N-Stage transfer
The idea of n-Stage transfer is to extend the apertium-interchunk
so that it can output the same format as it inputs which would allow it to be called more than once, it would also be good to be able to "merge" chunks, for example NP CC NP → NP
This is something like the idea of cascaded finite-state chunking, as described by Abney (1995).
Example
- 1 - The girl with the telescope shouted at the boy who saw the dog in the field.
The current chunk-based transfer would normally chunk this into:
[The girl] [with] [the telescope] [shouted] [at] [the boy] [who] [saw] [the dog] [in] [the field] NP PREP NP V PREP NP REL V NP PREP NP
This is quite a shallow analysis, with more stages of chunking, we could unify some of those chunks into more coherent phrases.
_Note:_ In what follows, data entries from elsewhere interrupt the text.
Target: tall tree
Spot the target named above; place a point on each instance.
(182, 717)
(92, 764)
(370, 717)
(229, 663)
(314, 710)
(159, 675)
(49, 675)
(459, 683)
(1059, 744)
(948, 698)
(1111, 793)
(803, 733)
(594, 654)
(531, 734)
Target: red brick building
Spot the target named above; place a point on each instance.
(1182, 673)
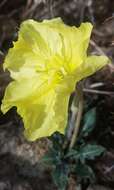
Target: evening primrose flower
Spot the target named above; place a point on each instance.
(45, 64)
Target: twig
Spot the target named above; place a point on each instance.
(109, 93)
(78, 119)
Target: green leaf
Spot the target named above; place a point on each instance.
(84, 172)
(90, 152)
(89, 122)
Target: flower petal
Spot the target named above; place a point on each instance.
(42, 114)
(90, 66)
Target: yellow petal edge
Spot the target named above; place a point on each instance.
(45, 63)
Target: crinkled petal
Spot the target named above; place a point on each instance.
(91, 65)
(39, 44)
(43, 114)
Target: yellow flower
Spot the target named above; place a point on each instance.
(45, 64)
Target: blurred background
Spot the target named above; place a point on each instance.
(20, 168)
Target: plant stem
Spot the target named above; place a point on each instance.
(78, 118)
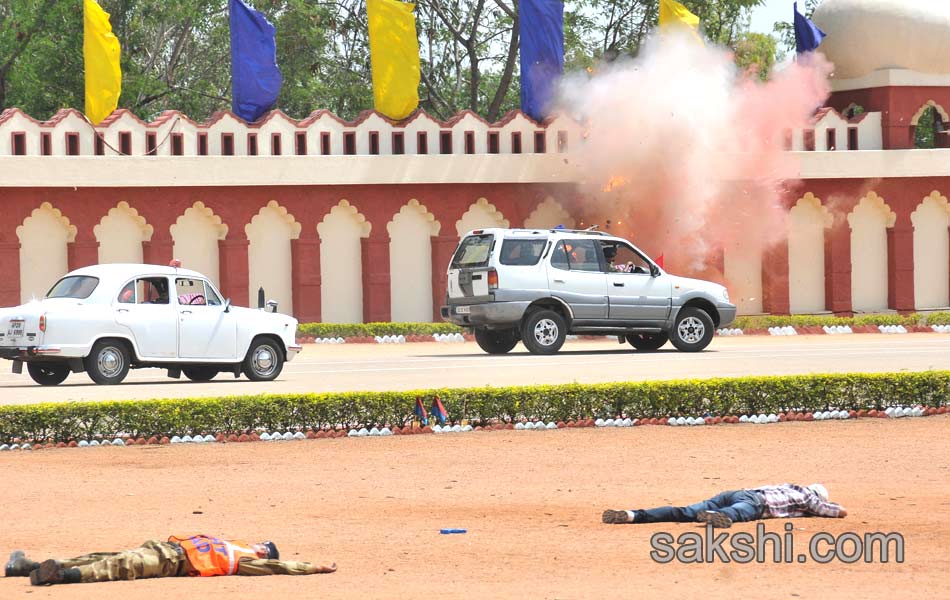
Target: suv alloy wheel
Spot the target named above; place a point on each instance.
(543, 332)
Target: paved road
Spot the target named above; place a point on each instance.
(323, 368)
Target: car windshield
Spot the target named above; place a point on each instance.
(473, 251)
(76, 286)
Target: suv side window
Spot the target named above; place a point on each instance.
(522, 252)
(621, 258)
(576, 255)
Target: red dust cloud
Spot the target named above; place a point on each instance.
(684, 154)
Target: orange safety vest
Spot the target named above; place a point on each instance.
(210, 556)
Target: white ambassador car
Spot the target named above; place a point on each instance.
(106, 319)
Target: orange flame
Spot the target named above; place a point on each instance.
(615, 182)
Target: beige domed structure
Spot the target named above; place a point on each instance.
(870, 35)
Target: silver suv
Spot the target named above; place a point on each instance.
(537, 286)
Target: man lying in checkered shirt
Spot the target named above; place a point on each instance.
(781, 501)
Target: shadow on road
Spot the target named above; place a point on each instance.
(618, 351)
(68, 384)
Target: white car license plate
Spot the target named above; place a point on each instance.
(16, 329)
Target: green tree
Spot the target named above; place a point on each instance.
(175, 53)
(756, 52)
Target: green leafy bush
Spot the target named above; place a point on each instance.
(695, 397)
(766, 321)
(345, 330)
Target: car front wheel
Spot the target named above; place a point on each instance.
(647, 341)
(496, 341)
(108, 363)
(692, 330)
(264, 360)
(543, 332)
(48, 374)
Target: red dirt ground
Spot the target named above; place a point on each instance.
(531, 502)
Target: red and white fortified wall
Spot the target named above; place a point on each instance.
(356, 221)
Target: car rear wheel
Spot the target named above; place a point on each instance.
(200, 373)
(48, 374)
(496, 341)
(264, 360)
(692, 330)
(543, 332)
(108, 363)
(647, 341)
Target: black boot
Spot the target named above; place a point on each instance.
(51, 572)
(19, 565)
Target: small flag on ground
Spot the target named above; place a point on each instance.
(808, 36)
(541, 29)
(101, 52)
(674, 14)
(255, 77)
(438, 411)
(420, 412)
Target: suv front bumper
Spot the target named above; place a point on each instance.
(727, 314)
(489, 314)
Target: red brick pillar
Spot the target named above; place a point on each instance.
(305, 276)
(900, 265)
(443, 246)
(775, 279)
(838, 267)
(376, 289)
(158, 251)
(10, 282)
(82, 253)
(233, 269)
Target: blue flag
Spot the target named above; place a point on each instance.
(438, 411)
(541, 29)
(807, 35)
(420, 412)
(255, 78)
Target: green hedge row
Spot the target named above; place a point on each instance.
(344, 330)
(747, 395)
(764, 322)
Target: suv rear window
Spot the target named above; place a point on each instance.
(522, 252)
(473, 251)
(76, 286)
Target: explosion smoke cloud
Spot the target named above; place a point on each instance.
(687, 151)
So for example the next stage might be to unify PREP NP → PP
then NP PP → NP
, then V NP → VP
and then NP REL VP → NP
. We'd end up with a more coherent and "deep" analysis which might look something like
The girl with the telescope shouted at the boy who saw the dog in the field DET NOM PREP DET NOM V PREP DET NOM REL V DET NOM PREP DET NOM * NP PREP NP V PREP NP REL V NP PREP NP (PREP NP → PP) NP PP V PP REL V NP PP (NP PP → NP) NP V PP REL V NP PP (V NP → VP) NP V PP REL VP (NP REL VP → NP) NP V NP
This would not give us any more "transfer power", as the rules would still be finite-state, and non-recursive, but it would make certain tasks easier.
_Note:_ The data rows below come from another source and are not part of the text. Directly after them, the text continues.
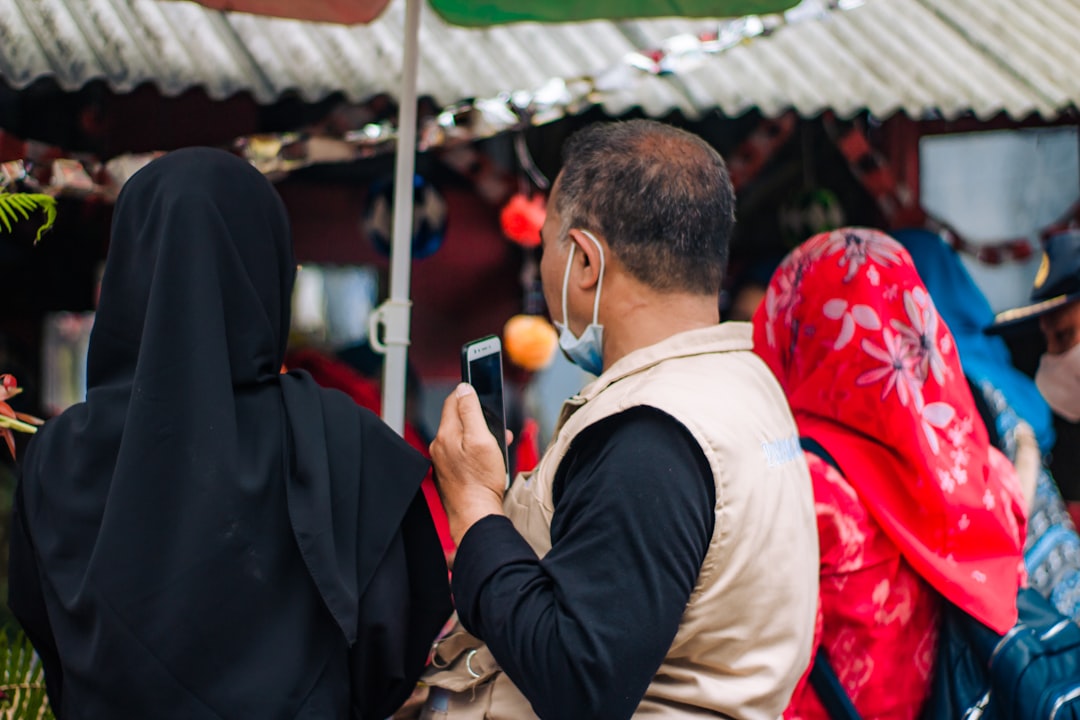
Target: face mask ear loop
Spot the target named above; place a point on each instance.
(566, 281)
(599, 282)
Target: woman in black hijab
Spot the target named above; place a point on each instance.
(205, 538)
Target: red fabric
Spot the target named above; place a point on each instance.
(329, 372)
(873, 375)
(877, 617)
(528, 446)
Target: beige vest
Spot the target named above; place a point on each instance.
(745, 635)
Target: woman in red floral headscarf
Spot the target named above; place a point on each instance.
(925, 507)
- 2 - My country's largest shopping centres
The current transfer chunkes this into:
[My country]['s] [largest shopping centres] NP GEN NP
An intermediate stage of the transfer could have a rule to join NP + GEN + NP to create a single NP chunk. This will avoid the huge work of having to specify in the first stage the many different word combinations that may form a NP.
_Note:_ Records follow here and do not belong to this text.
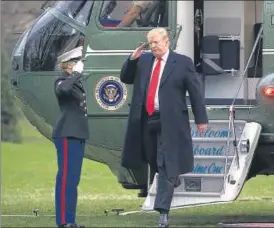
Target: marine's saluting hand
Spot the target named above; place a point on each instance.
(201, 128)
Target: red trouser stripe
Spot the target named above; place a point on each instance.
(64, 182)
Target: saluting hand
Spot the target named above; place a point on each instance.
(201, 128)
(137, 52)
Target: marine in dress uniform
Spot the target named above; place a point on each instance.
(158, 130)
(69, 134)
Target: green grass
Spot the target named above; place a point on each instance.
(28, 178)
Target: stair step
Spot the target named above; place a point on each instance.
(202, 175)
(192, 194)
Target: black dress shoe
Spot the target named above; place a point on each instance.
(71, 225)
(163, 220)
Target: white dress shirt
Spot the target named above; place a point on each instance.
(163, 63)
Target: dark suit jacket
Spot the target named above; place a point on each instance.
(71, 97)
(179, 76)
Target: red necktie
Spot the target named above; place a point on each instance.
(153, 86)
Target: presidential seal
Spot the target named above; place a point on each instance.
(110, 93)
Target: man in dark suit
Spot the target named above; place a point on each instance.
(158, 130)
(69, 135)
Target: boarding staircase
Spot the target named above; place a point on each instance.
(222, 158)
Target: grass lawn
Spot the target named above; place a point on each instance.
(28, 178)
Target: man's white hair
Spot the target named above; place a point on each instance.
(161, 31)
In this example, the head of the new NP would be the second original NP, that means that the morphological information of the new chunk would be that of "largest shopping centres" (plural) and not that of "my country" (singular). This information is important so that the next stage of the transfer (the current interchunk module) can perform some concordance operations:
[My country]['s] [largest shopping centres] [will prepare] (...) 1st stage: NP<sg> GEN NP<pl> V 2nd stage: NP<pl> V 3rd stage: NP<pl> V<pl>
References
- Steven Abney. (1996) "Partial Parsing via Finite-State Cascades". J. of Natural Language Engineering, 2(4): 337-344.